This is a story that goes to show that history can offer far more extraordinary tales than something like Game of Thrones can provide. It is also a story about the end of an era, a dying world. It is the story of Hans Thomas Von Absberg. THREAD 1/
At the dawn of the 16th century, the old world of feudal dominion and martial force was beginning to slip away across Europe.

The world of knights ruling their own small fiefdoms in the service of greater lirds, of warlords, essentially, was ebbing. /2
Instead, Free Imperial Cities, Electors & Prince Bishops vied for imperial influence, both militarily and at the court of the Holy Roman Emperor.

Between the cities, banking families like the Fuggers made the connections that would build a world we recognize. /2
That's not to say that there weren't still many minor nobles that still existed, squeezed by the great free imperial cities and electors rubbing up against one another.

Such a noble was Hans Thomas Von Absberg, a knight of a venerable Franconian family, born in 1477. /3
Von Absberg was born at the end of an age of knights feuding with one another over territory - situated in the lands between Swabia & Bavaria, he was raised pursuing any number of squabbles with other knights in the Franconian hills.

His was a warrior lifestyle. /3
Not for Von Absberg going into the church, or starting a bank. No making himself obsequious in front of the nouveau riché.

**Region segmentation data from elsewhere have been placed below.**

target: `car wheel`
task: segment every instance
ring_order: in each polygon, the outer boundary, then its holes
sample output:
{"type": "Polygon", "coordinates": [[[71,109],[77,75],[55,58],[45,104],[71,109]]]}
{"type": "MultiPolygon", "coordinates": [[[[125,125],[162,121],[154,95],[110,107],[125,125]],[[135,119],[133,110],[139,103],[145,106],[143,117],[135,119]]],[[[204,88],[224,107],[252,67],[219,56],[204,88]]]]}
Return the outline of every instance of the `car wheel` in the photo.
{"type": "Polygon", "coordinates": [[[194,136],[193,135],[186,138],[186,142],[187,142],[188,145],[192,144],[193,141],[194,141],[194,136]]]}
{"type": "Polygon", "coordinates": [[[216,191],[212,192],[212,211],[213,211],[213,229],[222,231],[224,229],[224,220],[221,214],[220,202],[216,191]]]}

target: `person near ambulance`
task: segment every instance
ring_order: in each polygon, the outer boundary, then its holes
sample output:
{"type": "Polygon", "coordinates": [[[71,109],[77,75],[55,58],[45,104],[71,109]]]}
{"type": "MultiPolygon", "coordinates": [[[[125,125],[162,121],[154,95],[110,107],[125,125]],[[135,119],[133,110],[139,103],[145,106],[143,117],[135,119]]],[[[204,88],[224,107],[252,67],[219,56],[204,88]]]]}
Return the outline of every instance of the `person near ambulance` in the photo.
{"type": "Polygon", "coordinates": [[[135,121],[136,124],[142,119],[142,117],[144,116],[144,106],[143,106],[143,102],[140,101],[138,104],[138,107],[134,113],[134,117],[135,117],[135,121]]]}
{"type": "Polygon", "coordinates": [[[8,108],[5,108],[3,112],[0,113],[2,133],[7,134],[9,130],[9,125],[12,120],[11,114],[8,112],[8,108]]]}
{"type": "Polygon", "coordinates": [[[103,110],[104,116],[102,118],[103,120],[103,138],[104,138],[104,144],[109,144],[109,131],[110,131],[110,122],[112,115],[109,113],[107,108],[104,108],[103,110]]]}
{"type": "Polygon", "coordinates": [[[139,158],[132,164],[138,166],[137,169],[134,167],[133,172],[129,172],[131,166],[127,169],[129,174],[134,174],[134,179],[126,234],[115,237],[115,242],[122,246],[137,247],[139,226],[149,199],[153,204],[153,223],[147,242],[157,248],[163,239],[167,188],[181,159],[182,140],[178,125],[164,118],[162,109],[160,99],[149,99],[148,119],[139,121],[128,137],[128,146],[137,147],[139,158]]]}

For Von Absberg, this meant life as a 'robber baron' to maintain his lifestyle - kidnapping & abducting nobles & important figures, ransoming them. /4
From around 1511, Von Absberg began preying on travellers between cities like Nuremberg, Augsburg and Würzburg.

Once he captured a victim of importance, he would sever a hand with a kind of blade called a dussack to send to their family as proof that he held them. /5
I never said Von Absberg was a good guy. /6
In 1520, Von Absberg managed to score a particularly valuable set of hostages - a banker and an advisor to the Emperor.

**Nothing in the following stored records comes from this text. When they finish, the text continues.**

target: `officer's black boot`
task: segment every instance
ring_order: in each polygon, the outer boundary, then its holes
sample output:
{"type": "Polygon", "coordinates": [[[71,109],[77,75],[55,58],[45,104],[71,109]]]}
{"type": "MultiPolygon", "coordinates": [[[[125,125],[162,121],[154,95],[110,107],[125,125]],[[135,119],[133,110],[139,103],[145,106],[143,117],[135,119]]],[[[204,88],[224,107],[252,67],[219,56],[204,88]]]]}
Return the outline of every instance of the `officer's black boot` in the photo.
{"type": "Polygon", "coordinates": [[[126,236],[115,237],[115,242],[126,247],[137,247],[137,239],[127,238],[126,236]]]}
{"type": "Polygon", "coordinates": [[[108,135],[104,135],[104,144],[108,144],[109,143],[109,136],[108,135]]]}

Knowing the huge ransom he could get for them, he conspired with a number of local knights to move them between castles, like Burg Hohenstein here. /7
At this point, the Holy Roman Emperor, Charles V asked the Swabian League - a collection of southern German cities - to begin to pursue Von Absberg and any knight who collaborated with him. /8
Prior to launching their expedition, the Swabian League drew up a list of 23 castles to be targeted by their troops.

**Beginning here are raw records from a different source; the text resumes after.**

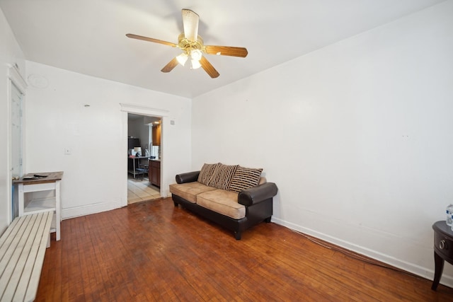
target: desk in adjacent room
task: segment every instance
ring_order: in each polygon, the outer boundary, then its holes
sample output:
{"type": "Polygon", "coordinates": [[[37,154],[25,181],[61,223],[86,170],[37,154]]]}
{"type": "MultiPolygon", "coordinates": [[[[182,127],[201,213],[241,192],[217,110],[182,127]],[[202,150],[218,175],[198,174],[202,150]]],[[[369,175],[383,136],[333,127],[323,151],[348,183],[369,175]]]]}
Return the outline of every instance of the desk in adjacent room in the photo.
{"type": "Polygon", "coordinates": [[[145,165],[147,166],[146,169],[148,169],[148,160],[149,159],[149,156],[129,156],[127,157],[127,160],[129,161],[129,163],[127,163],[127,172],[129,172],[130,174],[134,175],[134,178],[135,178],[135,175],[137,175],[137,174],[139,174],[139,173],[137,173],[138,171],[137,170],[137,168],[140,168],[140,161],[143,161],[143,160],[146,159],[146,163],[143,164],[143,167],[144,167],[145,165]],[[132,161],[132,165],[130,164],[130,162],[132,161]]]}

Each was given the chance to surrender and swear an oath of loyalty.

They would otherwise be destroyed. /9
A woodcutter named Hans Wandereisen accompanied the expedition to catch Von Absberg.

He was there to create images to send a message.

He was there when they burned Von Absberg's ancestral home to the ground on July 21, 1523. /10
A number of other castles, owned by friends and family members of Von Absberg, was destroyed.

Some were tortured for information about where Von Absberg & his prisoners were. None relented. /11
They never captured Von Absberg. They never even got close. Whenever they did, he'd dip across into the forests of Bohemia, where he had friends.

Oh, sure, the hostages managed to escape, but he took plenty more. The region was a dangerous place to travel for another decade. /12
It wasn't the Swabian League, or an imperial ally that did Von Absberg in. If you believe the stories, it was an ally, possibly disgruntled by the harsh punishment his family had received by the Swabian League.

The stories say he was found dead in a field on 3rd July, 1531. /13
After Von Absberg, there weren't many more robber barons. Their time had now come to an end.

If there was any danger, it came from the common folk. Their anger would lead to the Peasant's War in 1525. /14
Over the centuries, Von Absberg became more a legend than the very real danger that he was in life.

In the 19th century he was the subject of plays and short stories - a symbol of rugged Franconian individuality. /15
Today Von Absberg is almost forgotten, but the stories about him and the expedition to capture him are still told in the small towns below the castles he & his henchmen used to meet in. /16
I think the old rogue deserves more, as the last of his kind. One day I may write a fictionalised account of his war against the new world rolling unceasingly towards him. /17
There's precious little about Von Absberg in English, but if you have any questions, just ask and I'll see if I can give you a hand. See what I did there? Heh. /FIN.